No cabe argüir en pro del acogimiento del recurso el auto de 22/7/2021 de Tribunal Supremo, en la medida en que, según la propia Sala Primera, la Ley de Represión de la Usura no se incardina en el ámbito de aplicación del Derecho de la Unión, como ha precisado STS de 2/2/2021, al margen de no ser dable trazar un paralelismo entre el supuesto que se enjuicia por mor de recurso de apelación interpuesto y aquel al que se circunscribió la cuestión prejudicial planteada por auto de 22/7/2021 de la Sala Primera del Tribunal Supremo en punto al plazo de prescripción de la acción de restitución de los gastos hipotecarios, donde se suscitó la cuestión de si es conforme con el principio de seguridad jurídica interpretar los artículos 6 y 7 de la Directiva 93/13 del Consejo, de 5 de abril de 1993, sobre cláusulas abusivas en los contratos con consumidores, en el sentido de que el plazo de prescripción de la acción para reclamar lo pagado en virtud de una cláusula abusiva no comienza hasta que por sentencia firme se haya declarado la nulidad de dicha cláusula, o, caso de que tal interpretación se opusiese a los artículos referidos, una interpretación que considere día inicial del plazo de prescripción las sentencias del Tribunal de Justicia que declararon que la acción de sustitución podía estar sujeta a un plazo de prescripción, descartando que el dies a quo comience desde la celebración del contrato o desde que se hicieron los pagos indebidos en aplicación de la propia jurisprudencia del TJUE. Además, la temática que nos ocupa ya ha sido abordada por este tribunal en la sentencia recaída en el rollo de apelación 392/22 de fecha 06/05/2022".

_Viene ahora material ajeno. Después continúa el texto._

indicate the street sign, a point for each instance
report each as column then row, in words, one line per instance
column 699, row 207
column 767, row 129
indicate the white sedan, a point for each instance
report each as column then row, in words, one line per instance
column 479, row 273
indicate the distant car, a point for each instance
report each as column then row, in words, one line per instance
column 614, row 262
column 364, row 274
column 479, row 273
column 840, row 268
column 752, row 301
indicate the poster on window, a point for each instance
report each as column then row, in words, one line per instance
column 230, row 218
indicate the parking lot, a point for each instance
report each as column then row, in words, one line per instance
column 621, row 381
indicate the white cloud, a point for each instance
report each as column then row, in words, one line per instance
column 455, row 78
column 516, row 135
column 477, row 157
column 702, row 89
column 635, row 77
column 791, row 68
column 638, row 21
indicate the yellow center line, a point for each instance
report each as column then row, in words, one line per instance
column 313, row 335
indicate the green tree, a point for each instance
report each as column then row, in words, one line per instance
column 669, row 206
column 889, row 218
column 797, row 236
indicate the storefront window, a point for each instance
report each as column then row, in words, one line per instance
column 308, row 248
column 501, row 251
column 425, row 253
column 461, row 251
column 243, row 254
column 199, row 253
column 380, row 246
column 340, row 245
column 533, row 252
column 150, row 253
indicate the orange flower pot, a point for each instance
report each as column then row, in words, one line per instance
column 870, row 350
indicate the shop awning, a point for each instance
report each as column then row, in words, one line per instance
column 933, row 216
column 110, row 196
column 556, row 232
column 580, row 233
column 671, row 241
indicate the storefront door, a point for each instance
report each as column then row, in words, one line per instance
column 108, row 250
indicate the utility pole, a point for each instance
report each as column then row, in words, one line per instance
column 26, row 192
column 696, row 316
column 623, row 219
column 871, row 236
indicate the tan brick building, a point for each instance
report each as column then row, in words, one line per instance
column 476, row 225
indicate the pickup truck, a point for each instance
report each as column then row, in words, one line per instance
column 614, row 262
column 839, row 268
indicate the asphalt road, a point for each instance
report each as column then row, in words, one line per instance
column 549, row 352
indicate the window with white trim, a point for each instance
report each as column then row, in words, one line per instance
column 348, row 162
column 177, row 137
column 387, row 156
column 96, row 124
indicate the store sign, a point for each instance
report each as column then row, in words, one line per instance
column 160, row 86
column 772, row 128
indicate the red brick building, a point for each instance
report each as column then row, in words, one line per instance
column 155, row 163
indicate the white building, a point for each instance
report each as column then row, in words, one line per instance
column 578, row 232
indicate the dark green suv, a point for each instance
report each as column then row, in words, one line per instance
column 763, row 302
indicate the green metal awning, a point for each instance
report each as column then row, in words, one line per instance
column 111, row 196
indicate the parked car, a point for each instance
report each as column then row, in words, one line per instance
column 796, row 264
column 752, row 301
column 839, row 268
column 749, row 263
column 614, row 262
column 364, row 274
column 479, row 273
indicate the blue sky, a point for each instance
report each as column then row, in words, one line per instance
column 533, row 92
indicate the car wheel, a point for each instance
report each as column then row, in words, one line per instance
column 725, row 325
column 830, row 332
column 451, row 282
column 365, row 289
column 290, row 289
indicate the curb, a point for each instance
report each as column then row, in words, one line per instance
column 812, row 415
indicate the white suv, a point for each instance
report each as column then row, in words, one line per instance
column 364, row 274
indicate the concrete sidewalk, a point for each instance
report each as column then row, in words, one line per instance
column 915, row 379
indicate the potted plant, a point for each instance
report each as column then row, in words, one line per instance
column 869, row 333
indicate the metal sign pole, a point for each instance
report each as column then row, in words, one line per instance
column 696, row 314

En suma, a dicho criterio, reiterado posteriormente, hemos de atender por exigencia del principio de igualdad en la aplicación de la ley al no existir motivos poderosos para variarlo, exponiendo de forma motivada las razones del sesgo de nuestra opinión, por lo que el recurso ha de rechazarse sin necesidad de mayor fundamentación complementaria."
Por ello, el motivo se desestima.
QUINTO.- Conforme a los artículos 394 y 398 de la Ley de Enjuiciamiento Civil, las costas de esta alzada se imponen a la parte apelante. En cuanto a las de la primera instancia, no existen las alegadas dudas de derecho por las razones que ya hemos expuesto a lo largo de esta sentencia.
SEXTO .- La desestimación del recurso conlleva la pérdida del depósito constituido para recurrir, de conformidad con lo establecido en la Disposición Adicional 15ª, apartado 9, de la Ley Orgánica 6/1985, de 1 de julio, del Poder Judicial, introducida por la Ley Orgánica 1/2009, de 3 de noviembre, complementaria de la ley de reforma de la legislación procesal para la implantación de la nueva oficina judicial.